Bill Pollock's Bormio: Cimitero

Cemeteries tell you about a people. How they die, how the living continue to think after them.

Italian cemeteries are a different affair from their American counterparts. Freestanding crypts and family chambers are much more common, distinguishing the haves from the have-nots even in death. Whereas we tend to keep them as repositories for the dead, the Italians have a near church-like state where one could conceivably go and meditate or pray over one's fallen ancestors.

As in life, the dead reside close to one another. You can imagine their bony hands reaching out and clasping those of their neighbor on those nights the ground gets unbearably cold to rest in.

I'd seen the cemetery from the gondola and was immediately interested. Whole town histories are contained within the simple walls of the cemetery. You get a very intimate sense to who these people you are living among are.

I can't imagine such a thing as a new cemetery in Italia, but here we are. Certainly seems like its reserved for those who died in the last fifty years or so.

Funny place for a cemetery, the edge of the overflow parking lot rests just beyond these walls. Rather than a peaceful sleep, those interred here must hear the grinding racket of a successful ski operation.

Not the sort of place I'd choose to spend eternity.

These are not the sorts of thing one puts on a tourist map, though I would suss there to be a second one out here.

One lady makes her rounds, makes her blessings and is surprised to see me here, but not unwelcomingly so. I always feel awkward -- these are not my friends and relatives. What business do I have here? Steal a few photographs, of course. Impress my friends back home.

Yeah, maybe a little. More because these places always seem to expand me. They are transformative.

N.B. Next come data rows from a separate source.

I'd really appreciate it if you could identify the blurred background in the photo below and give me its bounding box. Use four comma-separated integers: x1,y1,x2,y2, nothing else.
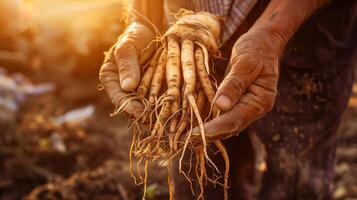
0,0,355,199
0,0,168,199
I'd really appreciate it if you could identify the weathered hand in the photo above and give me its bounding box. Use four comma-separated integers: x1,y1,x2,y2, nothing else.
99,22,155,117
193,28,284,141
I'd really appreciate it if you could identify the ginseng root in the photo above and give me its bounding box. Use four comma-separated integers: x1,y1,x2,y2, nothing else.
113,10,230,200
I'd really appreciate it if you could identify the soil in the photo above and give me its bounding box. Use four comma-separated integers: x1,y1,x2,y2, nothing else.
0,77,169,200
0,70,356,200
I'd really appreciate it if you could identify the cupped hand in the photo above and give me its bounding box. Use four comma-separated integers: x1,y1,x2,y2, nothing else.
193,27,285,141
99,22,156,117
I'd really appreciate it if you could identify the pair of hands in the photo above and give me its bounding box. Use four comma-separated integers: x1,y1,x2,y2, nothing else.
99,21,283,141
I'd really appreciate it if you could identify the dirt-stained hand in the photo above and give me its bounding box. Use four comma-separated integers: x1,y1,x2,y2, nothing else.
99,22,156,117
192,28,284,141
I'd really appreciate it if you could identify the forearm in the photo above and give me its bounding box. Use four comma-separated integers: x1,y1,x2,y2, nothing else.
129,0,167,32
252,0,329,54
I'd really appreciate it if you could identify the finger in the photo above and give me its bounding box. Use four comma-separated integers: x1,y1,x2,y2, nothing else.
114,38,141,92
214,52,264,111
125,22,156,66
99,61,144,118
191,85,275,141
114,22,156,92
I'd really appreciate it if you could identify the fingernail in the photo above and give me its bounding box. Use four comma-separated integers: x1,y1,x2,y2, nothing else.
215,95,231,110
122,77,134,90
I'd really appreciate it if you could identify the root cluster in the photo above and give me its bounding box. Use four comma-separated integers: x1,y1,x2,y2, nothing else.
112,11,230,200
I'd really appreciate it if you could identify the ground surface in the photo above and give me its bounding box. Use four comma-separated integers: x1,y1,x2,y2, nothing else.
0,73,169,200
0,71,356,200
0,0,354,199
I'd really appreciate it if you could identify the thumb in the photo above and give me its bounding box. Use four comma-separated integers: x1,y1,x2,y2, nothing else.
114,39,140,92
214,57,263,111
114,22,156,92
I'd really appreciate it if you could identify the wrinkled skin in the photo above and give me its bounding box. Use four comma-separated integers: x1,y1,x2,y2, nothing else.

I have a few minutes before my skis blow up down at Celso sport, may as well see the countryside a bit.

That's why I'm here.

She pays her respects and leaves and I find that there isn't really a good way to picture the dead with the living mountain behind them, and thats OK.

I think that this is certainly a setting for a story, the sort where you start a conversation with someone as to why they are here, perhaps in broken languages that has you communicating in near comic sentences.

I am here because it is pretty.

I am here for my grandma.

Oh, did she die recently?

No, several years ago.

That sort of dialog.

At the entrance they have a chapel and what looks like maybe an office to keep an eye on things. An automatic dispenser vends candles in small, medium and large for a small exchange of euro.

The grounds-keeper talks to some old guy out front and I have the feeling that if they weren't waiting for me then they certainly were using me as an excuse to keep from doing whatever they needed to be doing.

I vanish through the parking lot, back the way I came.